Serge Lang's answer key states that there is no solution.

From the equation, I squared both sides, then used the quadratic formula to find $\sqrt{ x} = 2-\sqrt{1/3}$ or $2+\sqrt{1/3}$. I substituted the former into the equation, and found that it would equate $\sqrt{x-2}$ to a negative answer, and hence is wrong since $\sqrt{x-2}$ refers to the positive root of $x-2$. For the second answer, I substituted and found that both sides of the equation equaled out. I drew $y=\sqrt{x-2}$ and $y=\sqrt{x}$ in a graphing calculator, and found they intersected correctly at a point.
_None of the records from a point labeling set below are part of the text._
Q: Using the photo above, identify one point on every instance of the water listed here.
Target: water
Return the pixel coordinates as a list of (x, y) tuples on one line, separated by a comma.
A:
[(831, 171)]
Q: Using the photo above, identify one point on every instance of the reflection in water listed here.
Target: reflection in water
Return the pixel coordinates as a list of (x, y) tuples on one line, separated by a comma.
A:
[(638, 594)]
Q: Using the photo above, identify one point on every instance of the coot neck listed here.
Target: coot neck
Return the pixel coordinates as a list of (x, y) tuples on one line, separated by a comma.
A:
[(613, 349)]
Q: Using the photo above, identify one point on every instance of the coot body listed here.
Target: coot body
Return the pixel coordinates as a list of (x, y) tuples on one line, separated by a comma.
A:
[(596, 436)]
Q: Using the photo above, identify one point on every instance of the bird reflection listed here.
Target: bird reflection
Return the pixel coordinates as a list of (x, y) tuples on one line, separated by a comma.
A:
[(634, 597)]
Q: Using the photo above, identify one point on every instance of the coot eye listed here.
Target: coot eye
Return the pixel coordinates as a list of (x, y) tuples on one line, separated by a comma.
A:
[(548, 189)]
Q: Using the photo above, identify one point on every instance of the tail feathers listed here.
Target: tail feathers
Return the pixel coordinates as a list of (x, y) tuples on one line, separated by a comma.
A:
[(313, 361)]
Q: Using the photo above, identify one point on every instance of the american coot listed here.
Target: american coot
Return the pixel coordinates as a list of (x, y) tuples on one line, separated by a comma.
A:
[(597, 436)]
Yet the book states there are no solutions. What went wrong?

Answer 1

Alpha finds a solution $x=\frac {13}3 - \frac 4{\sqrt 3}$ and shows a graph like you drew, so it appears the answer key is wrong.

Answer 2

Set $\sqrt{x}=t$, so the equation becomes $\sqrt{t^2-2}=3-2t$. We have some conditions, though: we need $t\ge0$, $t^2\ge2$ and $3-2t\ge0$, that can be put together as $\sqrt{2}\le t\le 3/2$.
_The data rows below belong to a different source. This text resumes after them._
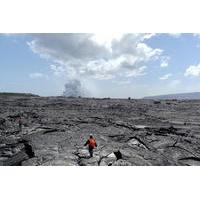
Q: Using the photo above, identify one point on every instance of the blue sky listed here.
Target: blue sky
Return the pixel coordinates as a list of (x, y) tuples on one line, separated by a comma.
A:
[(100, 65)]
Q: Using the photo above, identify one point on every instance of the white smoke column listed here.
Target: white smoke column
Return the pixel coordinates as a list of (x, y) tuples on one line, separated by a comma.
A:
[(73, 88)]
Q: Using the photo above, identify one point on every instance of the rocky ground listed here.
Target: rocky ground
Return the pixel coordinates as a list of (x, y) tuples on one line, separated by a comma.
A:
[(128, 132)]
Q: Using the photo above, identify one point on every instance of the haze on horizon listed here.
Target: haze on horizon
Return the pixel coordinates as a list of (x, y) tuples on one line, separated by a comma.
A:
[(100, 65)]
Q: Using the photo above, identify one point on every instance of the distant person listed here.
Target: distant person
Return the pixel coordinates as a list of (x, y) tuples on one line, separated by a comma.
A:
[(91, 142), (20, 124)]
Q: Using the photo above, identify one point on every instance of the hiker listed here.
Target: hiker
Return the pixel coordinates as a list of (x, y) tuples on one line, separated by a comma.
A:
[(91, 142), (20, 124)]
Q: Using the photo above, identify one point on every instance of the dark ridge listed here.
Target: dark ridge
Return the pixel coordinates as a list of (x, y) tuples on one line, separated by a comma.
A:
[(178, 96), (7, 94)]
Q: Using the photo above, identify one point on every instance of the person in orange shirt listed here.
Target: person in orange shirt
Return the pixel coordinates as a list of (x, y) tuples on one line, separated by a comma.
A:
[(91, 142)]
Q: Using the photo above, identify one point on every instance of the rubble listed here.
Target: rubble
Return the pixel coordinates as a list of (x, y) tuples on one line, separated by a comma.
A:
[(128, 132)]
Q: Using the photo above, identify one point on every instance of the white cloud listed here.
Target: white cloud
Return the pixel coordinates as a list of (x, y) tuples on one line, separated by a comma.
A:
[(193, 70), (38, 75), (164, 61), (175, 35), (175, 83), (100, 56), (165, 77)]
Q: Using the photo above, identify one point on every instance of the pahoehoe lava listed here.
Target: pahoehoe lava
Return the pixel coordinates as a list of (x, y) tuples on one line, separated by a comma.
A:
[(128, 132)]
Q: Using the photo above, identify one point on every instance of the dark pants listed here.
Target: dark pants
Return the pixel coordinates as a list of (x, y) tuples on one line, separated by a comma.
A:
[(91, 151)]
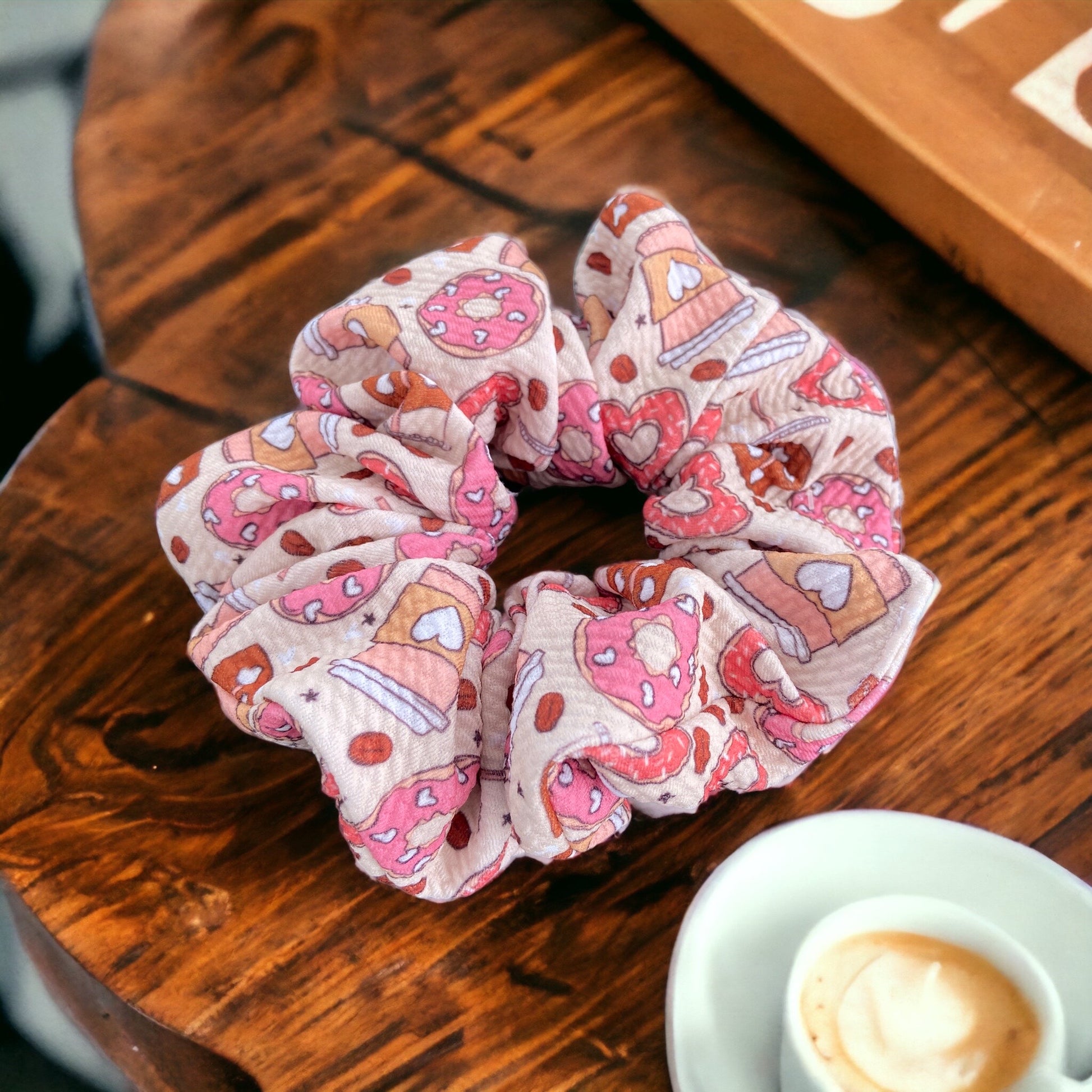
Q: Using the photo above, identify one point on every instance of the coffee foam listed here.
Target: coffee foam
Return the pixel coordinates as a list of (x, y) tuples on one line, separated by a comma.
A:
[(902, 1012)]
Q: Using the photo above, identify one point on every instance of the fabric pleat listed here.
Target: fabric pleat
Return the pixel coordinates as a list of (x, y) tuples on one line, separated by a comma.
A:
[(339, 552)]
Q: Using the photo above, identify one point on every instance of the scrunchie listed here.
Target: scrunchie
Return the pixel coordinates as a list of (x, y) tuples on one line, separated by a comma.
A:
[(338, 550)]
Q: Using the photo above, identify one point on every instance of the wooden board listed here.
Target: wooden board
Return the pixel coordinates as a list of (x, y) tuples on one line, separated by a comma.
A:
[(971, 122), (238, 167)]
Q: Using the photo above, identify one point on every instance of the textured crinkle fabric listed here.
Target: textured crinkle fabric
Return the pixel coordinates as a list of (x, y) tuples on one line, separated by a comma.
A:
[(339, 550)]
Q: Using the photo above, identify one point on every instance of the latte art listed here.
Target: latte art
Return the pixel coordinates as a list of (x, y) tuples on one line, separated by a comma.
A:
[(902, 1012)]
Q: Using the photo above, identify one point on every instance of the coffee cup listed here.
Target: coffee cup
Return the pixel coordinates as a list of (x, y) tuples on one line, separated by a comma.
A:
[(884, 995)]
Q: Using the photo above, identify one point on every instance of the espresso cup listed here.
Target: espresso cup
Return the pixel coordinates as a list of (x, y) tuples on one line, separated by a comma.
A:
[(802, 1067)]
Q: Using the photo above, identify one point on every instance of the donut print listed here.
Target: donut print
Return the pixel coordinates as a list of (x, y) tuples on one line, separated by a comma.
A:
[(244, 507), (482, 314), (581, 805), (644, 660), (581, 453), (458, 734), (332, 599), (411, 823), (853, 508)]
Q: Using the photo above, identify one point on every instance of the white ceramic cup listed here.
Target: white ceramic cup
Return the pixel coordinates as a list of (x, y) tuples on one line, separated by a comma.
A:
[(803, 1071)]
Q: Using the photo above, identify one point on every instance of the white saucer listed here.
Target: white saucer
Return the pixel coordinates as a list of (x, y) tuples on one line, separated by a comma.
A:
[(738, 938)]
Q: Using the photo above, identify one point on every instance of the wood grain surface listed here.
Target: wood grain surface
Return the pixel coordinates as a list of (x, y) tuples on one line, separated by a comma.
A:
[(240, 166), (928, 122)]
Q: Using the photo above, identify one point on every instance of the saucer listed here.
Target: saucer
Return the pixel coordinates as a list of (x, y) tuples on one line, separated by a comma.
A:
[(731, 965)]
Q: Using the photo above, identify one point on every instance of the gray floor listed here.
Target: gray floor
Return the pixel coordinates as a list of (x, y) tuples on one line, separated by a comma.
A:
[(43, 327)]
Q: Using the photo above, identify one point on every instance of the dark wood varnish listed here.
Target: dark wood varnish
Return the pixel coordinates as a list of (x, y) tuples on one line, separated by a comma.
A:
[(240, 166)]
Now we can square and get $t^2-2=9-12t+4t^2$, so the quadratic $$ 3t^2-12t+11=0 $$ whose roots are $$ \frac{6-\sqrt{3}}{3},\qquad\frac{6+\sqrt{3}}{3} $$ Note that $$ \sqrt{2}<\frac{6-\sqrt{3}}{3}<\frac{3}{2}<\frac{6+\sqrt{3}}{3} $$ so $t=(6-\sqrt{3})/3$ is a solution, that translates to $$ x=\left(\frac{6-\sqrt{3}}{3}\right)^2=\frac{13-4\sqrt{3}}{3} $$

Answer 3

$$\sqrt{x-2}+2\sqrt x=3$$ $x\ge2$ $$x-2+4\sqrt {x(x-2)}+4x=9$$ $$4\sqrt {x(x-2)}=11-5x$$ $x\le\frac{11}5$ $$16x(x-2)=121-110x+25x^2$$ $$9x^2-78x+121=0$$ $$x_{1,2}=\frac{13}{3}\pm\frac{4}{\sqrt3}$$ But $x_{1}=\frac{13}{3}+\frac{4}{\sqrt3}>\frac{11}5$ $$2<x_2=\frac{13}{3}+\frac{4}{\sqrt3}<\frac{11}5$$ Then $x_2=\frac{13}{3}-\frac{4}{\sqrt3} -$ solution of the $\sqrt{x-2}+2\sqrt x=3$